Today, the online service said it would use speech-compression technology from Voxware (VOXW) so that Prodigy Internet subscribers can speak to each other in their own voices, instead of having to peck out their thoughts on a keyboard in Prodigy's chat forums.
Like its competitors, Prodigy is trying to jazz up the online experience for its users by giving them more than the standard text and graphics found on most online services. Prodigy may end up being the first to offer telephone capabilities to its subscribers though, since a similar plan by America Online has been waylaid while the company deals with more pressing problems with its network.
AOL, too, has licensed voice-compression technology from Voxware so that its subscribers can place calls to each other over the AOL network.
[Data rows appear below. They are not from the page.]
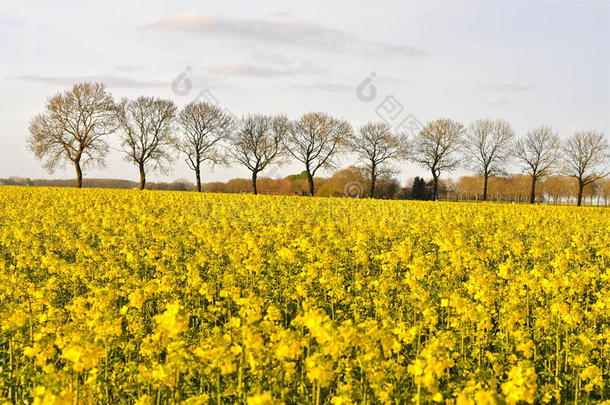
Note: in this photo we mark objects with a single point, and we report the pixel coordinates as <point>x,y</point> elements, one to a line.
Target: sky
<point>403,62</point>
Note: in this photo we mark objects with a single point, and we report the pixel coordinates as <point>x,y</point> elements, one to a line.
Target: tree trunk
<point>373,182</point>
<point>434,186</point>
<point>312,186</point>
<point>198,178</point>
<point>79,174</point>
<point>254,189</point>
<point>533,190</point>
<point>142,177</point>
<point>581,187</point>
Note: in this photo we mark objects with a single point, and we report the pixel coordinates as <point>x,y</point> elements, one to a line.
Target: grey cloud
<point>506,86</point>
<point>252,70</point>
<point>325,86</point>
<point>289,33</point>
<point>108,80</point>
<point>127,67</point>
<point>498,101</point>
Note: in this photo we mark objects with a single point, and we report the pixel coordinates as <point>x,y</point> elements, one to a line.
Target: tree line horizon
<point>153,133</point>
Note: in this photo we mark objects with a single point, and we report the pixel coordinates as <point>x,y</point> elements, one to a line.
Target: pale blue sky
<point>531,63</point>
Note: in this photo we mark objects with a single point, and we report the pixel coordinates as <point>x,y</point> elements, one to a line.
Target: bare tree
<point>204,126</point>
<point>315,140</point>
<point>488,144</point>
<point>538,153</point>
<point>586,158</point>
<point>376,147</point>
<point>436,148</point>
<point>74,129</point>
<point>147,124</point>
<point>258,142</point>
But the company's Internet telephone plans are currently on hold because of the network access problems that are currently plaguing its customers.
"Prior to recent developments, we were expecting to have it ready by spring," Matt Nerzig, an AOL spokesman, said today. "I wouldn't be surprised if that got pushed back a bit though."
Representatives of another online service, Microsoft Network, said today that they are still considering the possibility of giving customers an Internet telephone--most likely Microsoft's own NetMeeting software. "We think it's an interesting opportunity," said Tom Firman, director of technology at MSN.
Instead of using the traditional phone network, Internet telephones allow voice calls to travel over the Internet, bypassing the normal long distance charges that apply to phone calls. Although the quality of Net phone calls is still primitive and works only when users are actually connected to the network, voice communications could eventually become attractive to online service subscribers who want to save money on long distance calls.
Initially, Prodigy's Internet telephone will allow only Prodigy Internet subscribers to talk to each other, not to members of other online services or Internet service providers. The telephone will be integrated into a new text-chat client, a program for having real-time keyboard conversations with other users. Prodigy will also use Voxware's VoiceFont, a technology that alters a users voice.
Because Prodigy and MSN are more closely integrated with the Internet than AOL and other online services, users can download their own Internet telephones from the Net. But Prodigy's bundling of the Voxware technology should greatly simplify voice communications for most users.
"In reality the average person doesn't know how to do that," said Mike Darcy, a Prodigy spokesman. "We will be bundling our technology automatically for our subscribers."